The NASA-led James Webb Space Telescope, which includes hardware designed and built at UCL and which will image the very first stars to shine in the Universe, is scheduled to be launched into space later this month.

The telescope, one of the great space observatories following Hubble, will be launched on-board the Ariane rocket from Europe's spaceport in French Guiana on or after Friday 24 December. It will take 30 days for the telescope to reach the Lagrange point 2, about a million miles from Earth, where it will begin operating. UCL astronomers will be among the first to analyse its observations of the Universe.
The mission - a partnership between NASA, the European Space Agency (ESA) and the Canadian Space Agency (CSA) - is expected to make breakthrough discoveries in all fields of astronomy by investigating the light of the Universe at (invisible) infrared wavelengths.
A team at the UCL Mullard Space Science Laboratory designed and built a key piece of hardware for one of the telescope's four instruments, a near-infrared spectrometer called the NIRSpec. About the size of a double bed, the NIRSpec measures light split into different wavelengths.
The UCL-built component, called the Calibration Source, consists of 11 mini-telescopes projecting light into a sphere, the output of which produces an even illumination of the NIRSpec detectors.
This reference illumination reveals the sensitivity and arrangement of every part of NIRSpec's optics and detectors to different wavelengths of light, allowing astronomers to more precisely measure the properties of light emitted by planets, stars and galaxies.

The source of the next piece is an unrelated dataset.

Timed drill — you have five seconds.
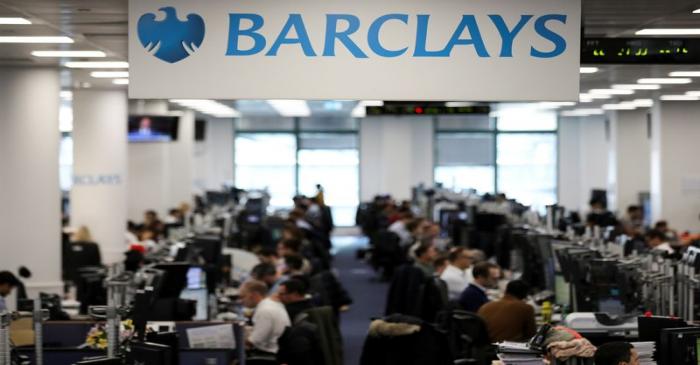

Professor Mark Cropper (UCL Mullard Space Science Laboratory) said: "The launch of James Webb is a landmark moment for science. UCL's contribution took place over 14 years, between 1997 and 2010. Our unit, the Calibration Source, aims to ensure astronomers can measure the faintest signals from the early Universe as precisely as possible. It does this by flooding the NIRSpec optics and detectors with uniform light, revealing the varying sensitivities of different parts of the detectors to different wavelengths. In doing so, it will help astronomers determine the age and motions of the oldest stars we can see and the properties of the oldest galaxies."
Chris Brockley-Blatt (UCL Mullard Space Science Laboratory), who managed the project at UCL, said: "I am delighted that a component built at our laboratory will be playing a role in one of the major scientific endeavours of the 21st century."